L’origine du RIVO

Vers la fin des années 1980, les professionnels de la santé de Montréal et les intervenants de première ligne en matière d’immigration et services sociaux ont commencé à recevoir un nombre croissant de réfugiés torturés dans leur pays d’origine, notamment en raison de leurs convictions et motivations politiques. 

C’est à la suite d’une conférence organisée en 1990 à laquelle les représentants du Centre canadien des victimes de la torture de Toronto ont été invités, que la pertinence de la fondation d’un lieu d’échange, d’expériences, de formation et de discussion s’est révélée incontournable. Regroupant plus d’une centaine de travailleurs communautaires, de professionnels du réseau de  la santé, du milieu juridique et universitaire, cette conférence a donné lieu à la formation de comités d’experts multidisciplinaires et à de nouvelles collaborations, lesquelles ont éventuellement engendré la création du RIVO.

Deux médecins montréalais, Pierre Dongier et Cécile Rousseau ont été, parmi les collaborateurs, les forces motrices de la création du RIVO. Dès sa création, le RIVO s’est établi comme un réseau d’experts et d’intervenants auprès de personnes ayant vécu des traumas liés à la violence organisée.
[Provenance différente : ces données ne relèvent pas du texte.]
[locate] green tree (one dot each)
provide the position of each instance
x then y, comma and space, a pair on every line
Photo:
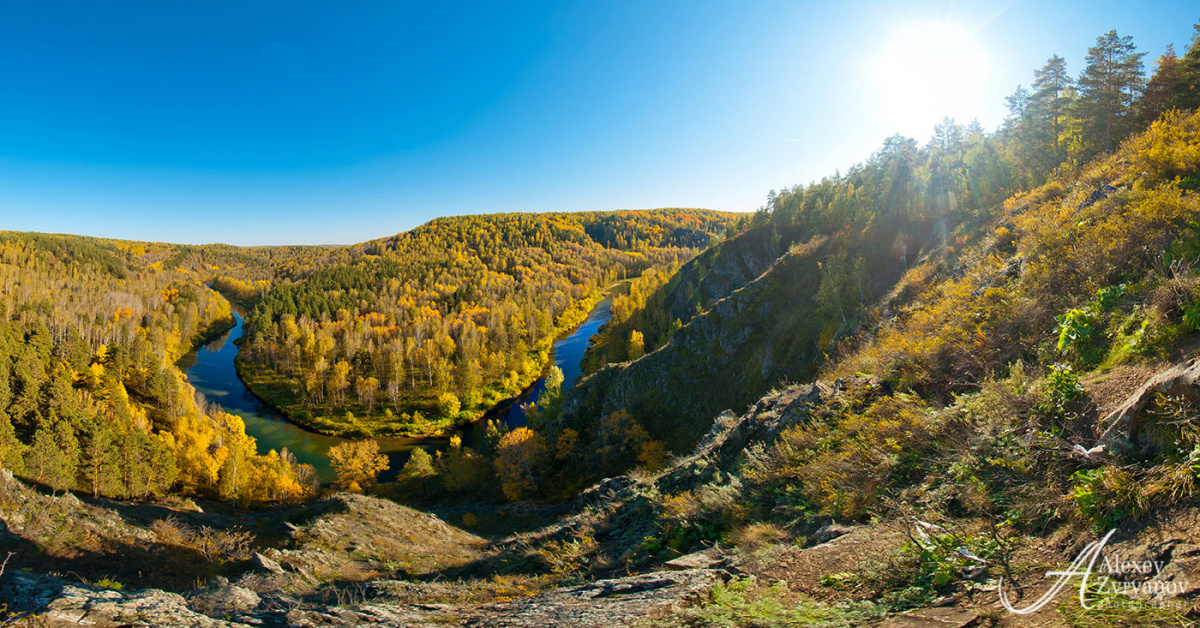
636, 345
12, 452
54, 456
1109, 89
100, 456
449, 405
419, 467
1050, 103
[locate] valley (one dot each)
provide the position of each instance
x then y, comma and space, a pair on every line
906, 394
Au service des victimes, le RIVO intervient afin que les personnes affectées par ce type de violence ne soient pas laissées pour compte et reçoivent un accompagnement psychologique approprié à leur vécu. 

Le RIVO propose un modèle organisationnel souple, capable de répondre de manière adaptée aux besoins toujours changeants du milieu. Une grande partie des fonds du RIVO provient de particuliers, hommes et femmes généreux et généreuses, qui veulent un monde meilleur et voient le bien-être des réfugiés comme étant indispensable à celui de notre société.  

Officiellement reconnu au Québec en 1993, le RIVO est devenu une ressource incontournable pour les cas plus complexes de traumas liés à la violence organisée.